At the meeting, we were told about the new 10-series processor (more below) and introduced to people who were using the current products (8-series) for their HPC needs. The performance and scope of applications is quite remarkable. If you head over to the CUDA Zone, you can get a feel for the types of applications and speed-ups that are possible. Keep in mind this is over the last 12 months. While the hardware and software aspects are very interesting, something else grabbed my interest, something familiar. In talking with some of the end users, a common theme developed.
In most cases, some one became curious about the power that might exist in their video card. They set out on their own, at home or in their office and ported a portion of their code to CUDA. After what they described as minimal effort, they started to see speed-ups of 5-10 times (maybe more). Convinced they were on to something, they did more porting and in some cases managed to achieve remarkable speed-ups. At this point, they were able to convince their colleagues that GPU processing actually worked.
All of this sounds very familiar to the great cluster disruption. Take a look at the enabling factors list above. Like clusters, the cost to get in the game is minimal. There are over 70 million CUDA enabled GPUs sitting in workstations out there. If you don’t have one, a the cost of a basic GeForce video card was less than $100. As for the software, it is freely available. NVidia, quite wisely, makes the CUDA C compiler available at no cost (and with no registration hassles). It is essentially the same cluster recipe, a low (or no) cost of entry, a possible big pay-off, and some spare time.
Should you sell your clusters on EBay and buy video cards? Maybe not yet. We could be at the beginning of another paradigm shift, but we must keep our head about us. GPU computing is best classified as “predictable” computing where the computational flow is well known in advance (i.e. a matrix multiplication). Not all applications fit into this area. Second, current GPU processors use single precision (32 bit). This level of precision can work for many applications, but has kept other applications in the feasibility category. The recently announced 10-series GPU does include support for double precision, as will all future NVidia GPU hardware. Third, most HPC users do not want to port code particularly if it is for a specific hardware architecture. Fortunately CUDA can be applied in top down fashion and does not normally require a huge rewrite.
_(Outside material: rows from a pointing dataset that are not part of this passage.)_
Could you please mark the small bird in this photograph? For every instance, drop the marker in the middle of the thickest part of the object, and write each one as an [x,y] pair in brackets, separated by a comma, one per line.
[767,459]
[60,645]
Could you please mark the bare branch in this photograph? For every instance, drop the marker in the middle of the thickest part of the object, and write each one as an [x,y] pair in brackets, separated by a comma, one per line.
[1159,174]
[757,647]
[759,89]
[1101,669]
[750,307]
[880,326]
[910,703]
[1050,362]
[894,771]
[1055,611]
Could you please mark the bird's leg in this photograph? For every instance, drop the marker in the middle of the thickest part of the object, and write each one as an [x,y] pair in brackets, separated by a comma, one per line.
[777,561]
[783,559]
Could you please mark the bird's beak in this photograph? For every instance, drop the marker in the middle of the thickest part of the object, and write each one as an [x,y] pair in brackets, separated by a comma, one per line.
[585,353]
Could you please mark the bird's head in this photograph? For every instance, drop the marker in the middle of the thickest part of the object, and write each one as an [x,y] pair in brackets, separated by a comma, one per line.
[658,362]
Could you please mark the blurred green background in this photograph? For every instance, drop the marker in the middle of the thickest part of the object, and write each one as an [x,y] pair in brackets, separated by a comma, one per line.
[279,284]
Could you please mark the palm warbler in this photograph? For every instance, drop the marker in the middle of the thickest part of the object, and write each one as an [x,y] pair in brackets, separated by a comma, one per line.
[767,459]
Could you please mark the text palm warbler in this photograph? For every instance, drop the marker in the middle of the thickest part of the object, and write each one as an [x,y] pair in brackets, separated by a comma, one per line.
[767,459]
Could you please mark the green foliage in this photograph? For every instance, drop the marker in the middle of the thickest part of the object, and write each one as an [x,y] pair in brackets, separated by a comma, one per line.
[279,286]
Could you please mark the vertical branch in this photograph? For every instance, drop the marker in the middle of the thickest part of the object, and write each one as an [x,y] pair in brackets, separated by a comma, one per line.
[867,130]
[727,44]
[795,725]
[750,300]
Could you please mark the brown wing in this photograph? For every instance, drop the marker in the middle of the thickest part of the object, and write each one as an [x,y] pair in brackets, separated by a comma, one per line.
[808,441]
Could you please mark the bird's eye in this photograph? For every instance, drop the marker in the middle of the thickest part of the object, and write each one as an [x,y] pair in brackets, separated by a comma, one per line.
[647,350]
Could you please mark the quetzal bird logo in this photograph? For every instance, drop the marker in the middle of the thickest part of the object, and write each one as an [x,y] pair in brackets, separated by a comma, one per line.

Finally, scaling beyond a single GPU is the gleam in many HPC users eye. As always, it all comes down to software. Programmers have found CUDA to be a good abstraction layer for HPC and if it grows beyond the GPU and scales across multiple nodes things may get really interesting.
There is plenty more to talk about. In the future, I’ll be taking a closer look at CUDA and the new NVidia hardware. Just to pique your interest, the new 10-series (Tesla) cards will provide up to 4 GB of on-board RAM, one TFLOPS of single precision performance, double precision support, and 240 on-board processors. Combine this new hardware with the army of existing CUDA developers out there and one might even get a sense of “Deja Vu all over again.” Can you feel it?
Next week I’ll get back on track continuing my discussion on parallel programming, but now I have to answer the door. The deliver guy has my new GeForce video card. Funny thing is, I’m putting it in a system that does not have a monitor. Go figure.